Às vésperas do conflituoso caso RCTV o Governo Bolivariano resolveu ativar, com pompa e circunstância o Grupo de Caça, em cerimônia transmitida por rádio e televisão, para toda a Venezuela. Tudo indica que se trata de um jogo de força da política interna da Venezuela.

Porém, uma seqüência de fatos recentes demonstra que uma nova política está sendo montada pelo Governo Chavista para uso interno e evidentes indícios para efeito externo com os caças executando um fator preponderante.


Seqüência de fatos recentes:


16 Abril 2007 - Chávez apresenta os Sukhoi Su-30 MK2 aos Presidentes Evo Morales (Bolívia), Nicanor Duarte Frutos (Paraguai) e Luiz Inácio (Brasil), quando da passagem dos mesmos pela Base Aérea Luís del Valle Garcia a caminho da Cumbre Energética, na Isla Margarita.


1º Maio 2007 – Sukhois sobrevoam as instalações petrolíferas durante os atos da “da recuperación de la plena soberanía petrolera” , com as palavras de Chávez: “la soberanía también se observa en el aire.”


25 Maio 2007- Ativação do Grupo Aéreo de Caza, “Libertador Simón Bolívar”, Nº 13.

Em 40 dias, três eventos relevantes onde os caças Sukhoi foram a peça de resistência do Presidente Chávez.

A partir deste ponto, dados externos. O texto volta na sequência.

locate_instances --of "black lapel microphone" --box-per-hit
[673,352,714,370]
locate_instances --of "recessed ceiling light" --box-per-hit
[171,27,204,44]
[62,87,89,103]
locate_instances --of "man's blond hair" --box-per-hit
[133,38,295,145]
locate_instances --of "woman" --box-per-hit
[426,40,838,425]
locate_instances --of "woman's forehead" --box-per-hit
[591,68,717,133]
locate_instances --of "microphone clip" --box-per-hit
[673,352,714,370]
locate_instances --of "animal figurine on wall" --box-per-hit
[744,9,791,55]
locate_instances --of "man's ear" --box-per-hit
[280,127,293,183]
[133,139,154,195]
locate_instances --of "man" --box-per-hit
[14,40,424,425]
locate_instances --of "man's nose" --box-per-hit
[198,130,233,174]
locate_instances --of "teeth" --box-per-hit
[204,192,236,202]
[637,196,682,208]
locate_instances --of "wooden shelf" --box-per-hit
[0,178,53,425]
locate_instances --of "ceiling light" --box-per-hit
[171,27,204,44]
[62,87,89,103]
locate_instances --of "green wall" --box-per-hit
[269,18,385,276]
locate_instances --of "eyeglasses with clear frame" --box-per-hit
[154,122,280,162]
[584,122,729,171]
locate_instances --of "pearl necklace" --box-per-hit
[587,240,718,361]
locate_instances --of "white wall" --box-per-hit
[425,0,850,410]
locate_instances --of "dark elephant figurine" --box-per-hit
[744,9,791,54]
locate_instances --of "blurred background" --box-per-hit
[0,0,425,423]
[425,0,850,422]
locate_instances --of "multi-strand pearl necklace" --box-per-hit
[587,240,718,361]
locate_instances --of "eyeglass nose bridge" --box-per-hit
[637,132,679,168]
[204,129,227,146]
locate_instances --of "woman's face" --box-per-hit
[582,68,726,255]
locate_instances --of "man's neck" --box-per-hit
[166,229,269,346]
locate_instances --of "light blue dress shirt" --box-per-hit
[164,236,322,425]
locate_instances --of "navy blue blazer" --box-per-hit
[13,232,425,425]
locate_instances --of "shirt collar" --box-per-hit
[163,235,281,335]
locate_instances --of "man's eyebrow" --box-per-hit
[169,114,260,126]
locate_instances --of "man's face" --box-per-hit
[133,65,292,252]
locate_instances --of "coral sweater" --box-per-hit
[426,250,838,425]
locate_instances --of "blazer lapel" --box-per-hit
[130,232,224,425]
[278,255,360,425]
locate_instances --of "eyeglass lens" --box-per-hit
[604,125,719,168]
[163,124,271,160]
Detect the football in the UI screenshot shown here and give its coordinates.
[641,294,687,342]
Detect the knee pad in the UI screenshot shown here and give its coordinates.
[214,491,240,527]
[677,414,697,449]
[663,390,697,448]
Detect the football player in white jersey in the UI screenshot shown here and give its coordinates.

No último evento o Presidente Hugo Chávez Frias em seu pronunciamento delineia mais claramente o emprego dos caças nos seus planos para o continente, ao condecorar a todos os pilotos e membros das equipes de terra da unidade com as seguintes palavras, que indicam, o futuro da unidade nos planos estratégicos e geopolíticos do governo: “Porque vocês são os libertadores do ar, libertadores de uma Nova Pátria, condecoro-os de imediato”.

As ações recentes do governo chavista, em curto espaço de tempo, delineiam o que virá a ser uma política de projeção de poder da Revolução Bolivariana: seus caças Sukhoi Su-30MK2, numa estratégia que poderá ser adotada quando os seus protegidos Evo Morales e Rafael Correa (Equador), e outros aliados como Frutos e Kirchner, ou assuntos pendentes da diplomacia regional como Equador-Peru, Bolívia-Chile e os fomentados pela diplomacia Chavista, como o crescente mal-estar relacionado à hidrelétrica de Itaipu, entre os governos brasileiro e paraguaio, enfrentarem problemas políticos.


O que farão os já imobilizados Itamaraty, Casa Civil, Comandos Militares e o Presidente Luiz Inácio se os caças Sukhoi SU-30MK2 pousarem na enigmática Base Aérea do Paraguai Mariscal Estigarribia, em apoio aos Paraguaios para sua retomada dos direitos em Itaipu?


Teremos logo, a cada dificuldade do governo de Evo Morales os Sukhoi sobrevoando a capital La Paz? E se não operarem diretamente dentro do país amparados pelo generoso acordo militar Bolívia/Venezuela assinado no ano de 2006?


Segundo fontes de La Paz uma estrutura de bases está sendo construída na Bolívia para operação de forças venezuelanas.

A geopolítica de cerco ao Brasil, cultivada tanto tempo pelas fontes de esquerda e incentivada pelo Itamaraty e o Palácio do Planalto, realmente existe. Porém longe de ser de tropas americanas e sim, do governo Bolivariano plantando bases em torno do Brasil, para seus vistosos caças Sukhoi da FAV sobrevoarem de forma livre e soberana os céus da América do Sul.


O alerta foi dado a Luiz Inácio, no dia 16 Abril, quando o constrangido presidente brasileiro foi puxado para dentro de um hangar e recebeu detalhada explicação das capacidades do caça pelo próprio Chávez. Até detalhes como a manobra “Cobra Pugachev”, um emocionado Chávez detalhava ao seu convidado.


O Presidente Luiz Inácio solicitou, no fim de 2006, aos Comandos Militares uma avaliação da capacidade militar do Brasil frente aos países da região, em especial da Venezuela. O relatório o deixou preocupado, porém tem sido dissuadido pelo Itamaraty, com a postura de que os venezuelanos não teriam capacidade de absorver e retirar o máximo de desempenho dos equipamentos avançados como os caças Sukhoi e suas armas (mísseis BVR e armas guiadas), sem um grande investimento e muitos anos para adquirir experiência.


Autoridades, em especial da FAB, mencionam que a Venezuela, quando operava continuadamente com os americanos, tinha uma capacidade operacional bem avançada para os padrões sul-americanos.


O tempo flui para o Presidente Luiz Inácio; terá o Brasil tempo para se recompor?